Truman hosted the Democratic National Committee’s research division at the White House, which officially ended its work on October 1. There was no more money to pay the team. Truman wanted to thank these dozen or so individuals personally. At roughly nine o’clock on a warm autumn night in the White House Rose Garden, Truman went from one campaign worker to the next to shake each hand personally.
“On election day,” he said over and over, “we’ll all celebrate together.”
Dr. Johannes Hoeber, who had served as number two under Bill Batt in the division, remembered the moment the president shook his hand, and the confidence Truman displayed in his expression. Truman, Hoeber realized, truly believed he was going to win. “I remember catching the expression on Mrs. Truman’s face at that moment, which was quite clear, that she herself didn’t think this would happen,” Hoeber recalled. “And on Margaret’s face there was the same thing.” But Truman seemed utterly sure. “There was no doubt in the President’s mind,” Hoeber recalled. “This is a memory which will stay with me always.”
* * *
On Sunday, October 3, Truman met with campaign officials to discuss strategy. “What was most urgently needed, I felt, was a totally new approach,” Truman later wrote in his memoirs. “We were pretty desperate,” added Jonathan Daniels, Truman’s first press secretary, who was at the White House that day. “We wanted something that would be a dramatic gesture of the President’s effort for peace and security in the world.”
Truman had the idea of sending an emissary to meet with Joseph Stalin in person, in a grand gesture of peace. Something had to be done to iron out the differences between the United States and the USSR, before it was too late, and a diplomatic effort would generate positive publicity, Trum
an believed. Back in 1945, he had tried a similar approach with Harry Hopkins, who had been one of Roosevelt’s most trusted advisers before FDR had died. Hopkins had spent a week with Stalin in the Kremlin; Truman had asked Hopkins “to use diplomatic language or a baseball bat.” The results had been good, and the American people were pleased. Truman thought now was the time to try again.
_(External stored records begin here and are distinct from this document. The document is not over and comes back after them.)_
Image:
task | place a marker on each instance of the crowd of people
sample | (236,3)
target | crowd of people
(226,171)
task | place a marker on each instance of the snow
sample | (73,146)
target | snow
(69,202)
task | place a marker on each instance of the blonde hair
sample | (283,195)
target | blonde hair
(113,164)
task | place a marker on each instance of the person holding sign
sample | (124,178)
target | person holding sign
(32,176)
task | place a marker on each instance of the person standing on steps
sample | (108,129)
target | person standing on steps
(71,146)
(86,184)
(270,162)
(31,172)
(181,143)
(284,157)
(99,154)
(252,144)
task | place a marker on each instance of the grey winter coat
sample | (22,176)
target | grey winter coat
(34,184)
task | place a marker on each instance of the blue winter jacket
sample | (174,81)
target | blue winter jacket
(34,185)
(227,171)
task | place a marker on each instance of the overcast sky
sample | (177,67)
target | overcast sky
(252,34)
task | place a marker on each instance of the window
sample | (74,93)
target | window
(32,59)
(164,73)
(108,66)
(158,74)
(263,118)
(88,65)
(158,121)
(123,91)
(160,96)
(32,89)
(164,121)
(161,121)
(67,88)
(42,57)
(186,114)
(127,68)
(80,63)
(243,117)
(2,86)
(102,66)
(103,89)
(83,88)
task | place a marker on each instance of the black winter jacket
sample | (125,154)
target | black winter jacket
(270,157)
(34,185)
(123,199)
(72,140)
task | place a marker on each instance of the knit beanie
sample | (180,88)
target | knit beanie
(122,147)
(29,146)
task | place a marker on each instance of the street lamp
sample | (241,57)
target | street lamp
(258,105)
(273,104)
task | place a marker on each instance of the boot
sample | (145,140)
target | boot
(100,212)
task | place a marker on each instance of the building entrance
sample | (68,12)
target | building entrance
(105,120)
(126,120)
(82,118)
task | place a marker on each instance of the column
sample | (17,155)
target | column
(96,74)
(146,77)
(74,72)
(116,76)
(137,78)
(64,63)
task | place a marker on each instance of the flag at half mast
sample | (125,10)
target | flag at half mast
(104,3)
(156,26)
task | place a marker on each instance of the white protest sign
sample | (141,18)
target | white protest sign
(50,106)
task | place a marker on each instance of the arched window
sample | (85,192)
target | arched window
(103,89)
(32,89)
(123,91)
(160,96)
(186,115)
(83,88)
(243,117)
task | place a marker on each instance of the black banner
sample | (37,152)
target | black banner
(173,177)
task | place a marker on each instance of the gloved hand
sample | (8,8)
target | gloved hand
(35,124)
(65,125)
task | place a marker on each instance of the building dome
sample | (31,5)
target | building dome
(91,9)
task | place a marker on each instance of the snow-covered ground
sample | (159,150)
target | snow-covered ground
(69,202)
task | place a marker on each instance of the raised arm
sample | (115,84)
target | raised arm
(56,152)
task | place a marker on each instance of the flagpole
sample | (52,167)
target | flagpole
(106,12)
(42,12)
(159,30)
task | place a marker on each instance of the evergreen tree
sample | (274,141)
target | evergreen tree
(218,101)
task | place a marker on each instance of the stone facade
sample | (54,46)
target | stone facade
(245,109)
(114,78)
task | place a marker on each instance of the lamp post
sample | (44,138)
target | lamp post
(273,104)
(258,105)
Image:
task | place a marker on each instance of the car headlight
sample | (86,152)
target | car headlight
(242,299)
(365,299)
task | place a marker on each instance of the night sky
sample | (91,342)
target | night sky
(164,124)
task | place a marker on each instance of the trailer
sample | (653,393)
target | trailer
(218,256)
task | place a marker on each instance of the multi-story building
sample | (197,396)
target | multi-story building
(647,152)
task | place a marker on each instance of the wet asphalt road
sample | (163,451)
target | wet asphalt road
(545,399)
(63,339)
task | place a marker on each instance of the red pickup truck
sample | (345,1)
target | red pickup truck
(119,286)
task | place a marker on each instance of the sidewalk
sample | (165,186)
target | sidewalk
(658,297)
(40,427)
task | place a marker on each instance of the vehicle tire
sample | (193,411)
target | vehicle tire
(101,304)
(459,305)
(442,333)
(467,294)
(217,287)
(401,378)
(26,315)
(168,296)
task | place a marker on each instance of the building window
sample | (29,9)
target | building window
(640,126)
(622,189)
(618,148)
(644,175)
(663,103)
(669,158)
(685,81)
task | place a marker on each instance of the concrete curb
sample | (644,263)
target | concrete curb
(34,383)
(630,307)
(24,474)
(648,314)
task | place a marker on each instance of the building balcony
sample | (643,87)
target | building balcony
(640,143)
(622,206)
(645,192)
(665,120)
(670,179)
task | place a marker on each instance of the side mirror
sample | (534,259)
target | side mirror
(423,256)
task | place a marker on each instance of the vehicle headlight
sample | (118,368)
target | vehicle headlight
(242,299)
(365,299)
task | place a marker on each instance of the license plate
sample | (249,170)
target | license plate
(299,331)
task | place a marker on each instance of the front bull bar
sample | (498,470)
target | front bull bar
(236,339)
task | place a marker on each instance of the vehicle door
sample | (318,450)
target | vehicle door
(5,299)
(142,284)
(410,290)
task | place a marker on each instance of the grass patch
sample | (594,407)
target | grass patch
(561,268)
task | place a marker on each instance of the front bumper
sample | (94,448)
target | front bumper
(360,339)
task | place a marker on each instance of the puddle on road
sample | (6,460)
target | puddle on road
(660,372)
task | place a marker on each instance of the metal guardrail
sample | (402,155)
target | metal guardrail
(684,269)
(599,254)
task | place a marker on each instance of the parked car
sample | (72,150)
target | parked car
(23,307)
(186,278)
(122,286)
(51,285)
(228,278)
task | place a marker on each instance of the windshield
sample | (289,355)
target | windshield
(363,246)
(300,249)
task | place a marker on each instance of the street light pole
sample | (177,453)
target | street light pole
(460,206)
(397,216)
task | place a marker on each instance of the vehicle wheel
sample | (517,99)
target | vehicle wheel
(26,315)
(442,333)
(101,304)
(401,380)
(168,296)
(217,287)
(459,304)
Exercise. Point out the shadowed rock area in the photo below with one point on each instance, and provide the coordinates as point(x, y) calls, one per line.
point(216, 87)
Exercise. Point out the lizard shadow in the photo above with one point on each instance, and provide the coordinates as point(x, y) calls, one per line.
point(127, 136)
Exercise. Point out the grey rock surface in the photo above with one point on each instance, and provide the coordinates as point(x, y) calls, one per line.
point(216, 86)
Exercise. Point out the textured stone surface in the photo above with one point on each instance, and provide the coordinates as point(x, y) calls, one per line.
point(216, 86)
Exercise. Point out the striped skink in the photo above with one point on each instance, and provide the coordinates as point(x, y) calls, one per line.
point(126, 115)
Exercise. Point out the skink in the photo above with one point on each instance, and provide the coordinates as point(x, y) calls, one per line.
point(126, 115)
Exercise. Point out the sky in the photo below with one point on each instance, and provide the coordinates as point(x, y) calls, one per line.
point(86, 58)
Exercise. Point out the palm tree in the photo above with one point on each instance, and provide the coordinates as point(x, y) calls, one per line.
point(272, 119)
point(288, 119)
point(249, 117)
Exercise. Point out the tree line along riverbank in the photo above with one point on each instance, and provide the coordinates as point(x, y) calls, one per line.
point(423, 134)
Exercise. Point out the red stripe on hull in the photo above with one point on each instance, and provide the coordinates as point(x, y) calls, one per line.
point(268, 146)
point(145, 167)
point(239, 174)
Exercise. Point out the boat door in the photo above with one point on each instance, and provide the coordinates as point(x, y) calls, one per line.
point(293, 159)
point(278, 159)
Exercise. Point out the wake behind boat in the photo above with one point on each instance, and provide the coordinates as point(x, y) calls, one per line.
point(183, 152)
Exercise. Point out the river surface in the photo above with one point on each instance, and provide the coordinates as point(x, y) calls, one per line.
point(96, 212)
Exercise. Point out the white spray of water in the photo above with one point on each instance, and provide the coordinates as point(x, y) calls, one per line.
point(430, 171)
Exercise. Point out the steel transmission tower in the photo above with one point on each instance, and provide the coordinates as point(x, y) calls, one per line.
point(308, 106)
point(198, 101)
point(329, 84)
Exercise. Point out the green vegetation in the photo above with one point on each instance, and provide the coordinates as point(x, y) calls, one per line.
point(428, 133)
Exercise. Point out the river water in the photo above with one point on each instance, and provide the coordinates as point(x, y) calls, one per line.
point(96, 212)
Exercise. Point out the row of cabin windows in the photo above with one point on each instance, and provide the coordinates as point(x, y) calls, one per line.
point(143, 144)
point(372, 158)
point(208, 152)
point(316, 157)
Hopkins, however, had since died of cancer. In a meeting with Truman’s advisers, the president suggested sending the chief justice of the Supreme Court, Fred Vinson, to Moscow. Clark Clifford and his assistant George Elsey argued against the idea but Truman could not be swayed. He telephoned Vinson and asked him to come to the White House immediately. When Vinson arrived at the Oval Office, he had no idea why he had been summoned.
“I outlined to him what I had in mind,” Truman later wrote. The president wanted the chief justice to go to Moscow on a special mission in an attempt to negotiate an end to the Cold War. “I asked Vinson to point out to Stalin that the folly and tragedy of another war would amount to an act of national suicide and that no sane leader of any major power could ever again even contemplate war except in defense. Surely the next war—an atomic war—could have no victors, and the total annihilation of vast areas was unthinkable.” The president wanted “to go to any practical lengths to insure the future survival of the world,” as he put it. The political reality—that Truman thought such a mission would be good for his campaign—was likely left unsaid.
Vinson sat listening quietly to the president’s pitch. He had a face that registered little emotion, somber eyes unmoved under a pair of bushy gray eyebrows. The Kentucky-born justice was a towering figure and highly trusted by the president; Vinson had served as secretary of the Treasury before Truman had appointed him chief justice of the Supreme Court, and he had a calm, agreeable disposition. If anyone could talk sense into Stalin, Truman figured, Vinson would be a good choice.